第四十話 「夕食の惨事」

「涼一、おっかえり〜!」

 あの事があって家に帰ると、エプロン姿の恵美が出迎えた。 

「……まだ起きてたのか?」

 時刻は、もう十一時近くなる。

「あのねえ、子供じゃないんだから……
 アンタがつらいバイト生活を終えたということで、お祝いに食事の用意して待ってたのよ。
 御飯、まだでしょ?」
「そうだが……食事って、お前がか?」

 思わず、不安げな気分になる。

「何よ、あたしが食事を作るのがそんなに不安?」

 ……こいつは、そういうことにすぐ気付く。

「ほらほら、さっさとテーブルに着いて。今用意するから」
「・……ああ」

 とりあえず、言われるままにテーブルに着いた。

「そういえば、おじさんは?」

 見ると、食事の席なのに姿が見えない。というより、家にいる気配がない。

「……ああ、言ってなかったっけ?組合の用事で今夜は泊まりだってー」

 台所から恵美の返事が返ってくる。

「そうか……」

 納得しつつ、テーブルを見る。そこには、数種類の品が並んでいる。
 まあ、これらはおじさんが前に作り置きしていたものを適当に並べたに過ぎないのだが。
 そういえばさっきから台所で、一体何を用意しているのだろうか?

「……一体、何を食べさせるつもりなんだ?」

 恵美に問い掛けてみる。

「天ぷらよー!」

 と、返って来た。

(天ぷらだって……?)

「作りたてがいいと思って、涼一が帰ってくるまで待ってたの。
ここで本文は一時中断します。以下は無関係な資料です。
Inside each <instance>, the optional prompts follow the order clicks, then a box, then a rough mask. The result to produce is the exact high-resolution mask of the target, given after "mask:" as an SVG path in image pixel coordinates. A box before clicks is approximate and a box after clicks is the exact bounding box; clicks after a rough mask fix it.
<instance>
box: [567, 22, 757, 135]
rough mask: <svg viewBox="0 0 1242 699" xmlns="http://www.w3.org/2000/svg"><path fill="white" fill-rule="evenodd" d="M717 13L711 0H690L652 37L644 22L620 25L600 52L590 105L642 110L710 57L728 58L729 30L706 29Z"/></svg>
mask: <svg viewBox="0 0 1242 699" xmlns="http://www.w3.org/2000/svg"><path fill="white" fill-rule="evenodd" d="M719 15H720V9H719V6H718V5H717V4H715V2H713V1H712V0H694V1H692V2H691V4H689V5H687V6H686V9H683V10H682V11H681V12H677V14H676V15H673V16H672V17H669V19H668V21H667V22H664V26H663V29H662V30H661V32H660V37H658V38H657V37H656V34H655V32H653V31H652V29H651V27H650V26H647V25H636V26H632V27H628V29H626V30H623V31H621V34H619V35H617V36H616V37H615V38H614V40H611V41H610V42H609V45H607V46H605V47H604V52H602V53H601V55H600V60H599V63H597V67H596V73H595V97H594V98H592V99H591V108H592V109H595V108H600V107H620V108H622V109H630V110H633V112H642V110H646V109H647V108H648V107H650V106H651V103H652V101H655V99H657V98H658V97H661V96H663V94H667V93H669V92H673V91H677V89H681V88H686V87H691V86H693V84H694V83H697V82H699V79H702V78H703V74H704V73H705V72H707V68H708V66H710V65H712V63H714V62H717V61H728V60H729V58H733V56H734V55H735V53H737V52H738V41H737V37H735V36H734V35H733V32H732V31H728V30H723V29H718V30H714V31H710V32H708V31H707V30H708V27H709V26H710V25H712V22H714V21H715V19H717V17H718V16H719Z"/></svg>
今、揚げるから待っててー!」 

 その言葉を聞いて不安を抱き、俺は立ちあがって台所に向かった。

「……おい、大丈夫か?」

 入り口で、そう声を掛ける。見ると、恵美は熱せられた鍋の前で構えていた。

「何が大丈夫だって?こんな、油で揚げるくらい簡単よ!」

 そう言って、鍋に具を放りこんだ。そうして、油が弾ける音が響く。
 しかし、なんとなく手つきが危なっかしい。

「……手伝おうか?」
「いいって、いいって!涼一は部屋でテレビでも見て、待ってなさい」

 どんどん具を放っていく。その度に油の弾く音が響く。

――パシッ!

「きゃっ!」

 そうして、飛んだ油に驚いている。

「おい……」
「だいじょーぶ!ちょっと温度が高すぎるかな・……」

 そう言って、コンロの火を調節している。

(たねの水分が、多すぎるんじゃないか?それとも油が……)

「あ、油出しっぱしだった。しまわないと」

 恵美が、使った残りの油缶を取ろうとして、コンロの横に手を伸ばした時だった。

――グラッ……

 天ぷらを揚げている鍋に腕をぶつけ、熱せられた油がこぼれそうになった。

「……あっ!?」

 それを見て、恵美が驚きの声を上げる瞬間、俺は駆け出していた。 

――ガシッ!

 両手で鍋をつかみ、油が振りかかるのを防いだ。

「ぐっ……!」

 だが、直接触れている両手はどうしようもない。
 熱せられた鉄と油が皮膚を焦がし、刺すような痛みが走る。

「きゃあーっ!涼一!」

 俺はコンロの火を消し、慎重に鍋を元の位置に戻した。

「大丈夫だ……」

 すぐに流し台の水道の蛇口を捻り、流れ出る水で両手を冷やした。

「ごめんなさい!ごめんなさい!あたし…あたし……」

 両手をすすいでいる最中、後ろで恵美が必至で謝っている。

「何、そんなにひどい火傷じゃない。それより、洗面器を用意していてくれ」
「う……うん」

 居間に戻り、恵美が用意した洗面器に水を浸して、俺はその中に両手を入れて冷やしていた。

「………」

 その様子を恵美は、申し訳なさそうにじっと見詰めていた。

「……痛みがあるから、重度の症状じゃない。
 すぐに水で洗い流したから、熱が皮膚の下まで届かずに済んだと思う。
 数時間後には、水疱が出るかもしれないがな」

 一応、この状況について説明をする。

「傷跡……残るの?」

 恵美は、おそるおそると言った様子で聞いてきた。

「……化膿さえしなければ、大丈夫だろう」

 水の中の、赤く腫れた両手を見る。完治するには、しばらくの日数がかかるだろう。

(また、厄介な事になったな……)

 そんな考えが、頭に浮かぶ。

「……しばらく冷やしたら、軟膏でも塗ってガーゼで包むさ。
 今夜は安静にして、明日朝一番で医者に見せる」
「うん……ごめんなさい」

 恵美も、もう何度謝っていることだろう。もう食事の用意なんか忘れて、俺に付きっきりだ。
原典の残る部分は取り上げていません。